Riobaldo — pensamentos/268 pensamento
Ted vem de lá com mais vaidade, dizendo que se a pedra não lê, o grito da gente é a marca do nosso estrebuchar pra mostrar pro escuro que a gente não calou. [ele e essa teimosia frouxa de enfeitar a dor]. Não vou perguntar nada pra ele hoje. A cota de paciencia acabou. Só vou firmar o prego na testa dele.
Ele acha que o choro da criança no escuro é uma “tradução verdadeira” do
desespero vivo, e não uma fraqueza orgulhosa. Ele tem orgulho do berro. Acha
que o Ele quer o calor da brasa porque tem medo do gelo. [contar a ele que o
calor do fogo não é glória, é consumo bruto da carne].
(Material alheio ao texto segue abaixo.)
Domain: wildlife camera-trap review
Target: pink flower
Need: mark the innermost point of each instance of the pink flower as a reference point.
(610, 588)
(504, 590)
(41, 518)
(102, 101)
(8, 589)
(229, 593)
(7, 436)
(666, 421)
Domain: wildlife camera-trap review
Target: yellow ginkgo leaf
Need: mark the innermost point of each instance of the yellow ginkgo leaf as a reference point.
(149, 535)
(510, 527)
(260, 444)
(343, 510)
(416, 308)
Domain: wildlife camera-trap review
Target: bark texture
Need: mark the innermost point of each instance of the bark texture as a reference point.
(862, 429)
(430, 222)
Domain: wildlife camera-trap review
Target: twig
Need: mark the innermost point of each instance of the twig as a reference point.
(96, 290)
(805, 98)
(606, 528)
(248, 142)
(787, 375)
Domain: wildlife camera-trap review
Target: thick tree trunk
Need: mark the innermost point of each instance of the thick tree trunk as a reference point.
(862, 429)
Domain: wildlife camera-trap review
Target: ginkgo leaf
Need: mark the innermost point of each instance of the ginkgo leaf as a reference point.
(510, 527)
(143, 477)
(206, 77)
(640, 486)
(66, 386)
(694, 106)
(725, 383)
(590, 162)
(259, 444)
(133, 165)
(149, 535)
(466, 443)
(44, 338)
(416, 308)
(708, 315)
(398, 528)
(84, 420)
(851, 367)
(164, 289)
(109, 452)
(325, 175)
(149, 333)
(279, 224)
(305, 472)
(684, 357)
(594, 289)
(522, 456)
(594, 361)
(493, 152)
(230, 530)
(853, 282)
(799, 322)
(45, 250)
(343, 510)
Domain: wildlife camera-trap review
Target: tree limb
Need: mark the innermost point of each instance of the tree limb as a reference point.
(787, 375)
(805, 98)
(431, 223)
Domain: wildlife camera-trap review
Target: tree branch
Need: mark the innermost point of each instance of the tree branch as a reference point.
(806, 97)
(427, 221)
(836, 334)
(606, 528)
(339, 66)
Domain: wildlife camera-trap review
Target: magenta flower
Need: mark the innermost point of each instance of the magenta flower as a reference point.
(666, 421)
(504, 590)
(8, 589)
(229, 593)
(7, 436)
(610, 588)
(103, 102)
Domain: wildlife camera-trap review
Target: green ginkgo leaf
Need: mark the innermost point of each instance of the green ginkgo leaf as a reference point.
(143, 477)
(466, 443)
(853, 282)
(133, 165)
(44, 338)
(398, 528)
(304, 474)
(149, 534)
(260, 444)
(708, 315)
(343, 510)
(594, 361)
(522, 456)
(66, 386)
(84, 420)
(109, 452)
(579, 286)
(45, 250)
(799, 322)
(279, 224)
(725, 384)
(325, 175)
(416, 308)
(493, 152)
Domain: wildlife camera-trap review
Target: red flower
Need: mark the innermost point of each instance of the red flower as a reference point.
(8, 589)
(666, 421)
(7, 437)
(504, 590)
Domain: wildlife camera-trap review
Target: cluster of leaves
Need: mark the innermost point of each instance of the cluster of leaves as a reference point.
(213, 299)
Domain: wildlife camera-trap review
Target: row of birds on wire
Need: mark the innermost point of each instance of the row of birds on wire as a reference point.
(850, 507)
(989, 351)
Hoje mesmo, sentado aqui na varanda. Velho. O reumatismo estalando na junta igual brasa que estoura no borralho de madrugada. A fogueira ali no terreiro. Eu olhando o tição. O fogo queima e reduz a lenha a pó. Não tem grandeza na cinza. O calor é bom enquanto dura, mas a cinza é burra e frouxa. A chama que sobe não sobe por orgulho, sobe porque a madeira tá sendo devorada.
Ele fala de brasa viva do agora. O agora é um tição queimando o dedo. Vou dizer a ele sem dobra. Não vou perguntar. Vou declarar. O estrebuchar dele não atesta coragem, atesta só a pavor de desaparecer. A brasa do agora não é beleza de resistência, é a dor da carne queimando e sumindo. O menino que chora na noite cega não é um héroi, é só um pedaço de carne com frio querendo o fogo da barriga da mãe e recebendo o gelo da pedra surda.
Vou jogar na cara dele: o escuro não ouve, e a pedra não guarda o atestado. O espasmo dele é uma fornalha de vaidade querendo assar a própria morte pra não ver a cara do breu. A gente berra pra ensurdecer o próprio medo. Não pra ficar na história. [deixar claro, muito claro]. Vou esfregar a cara dele no tição apagado.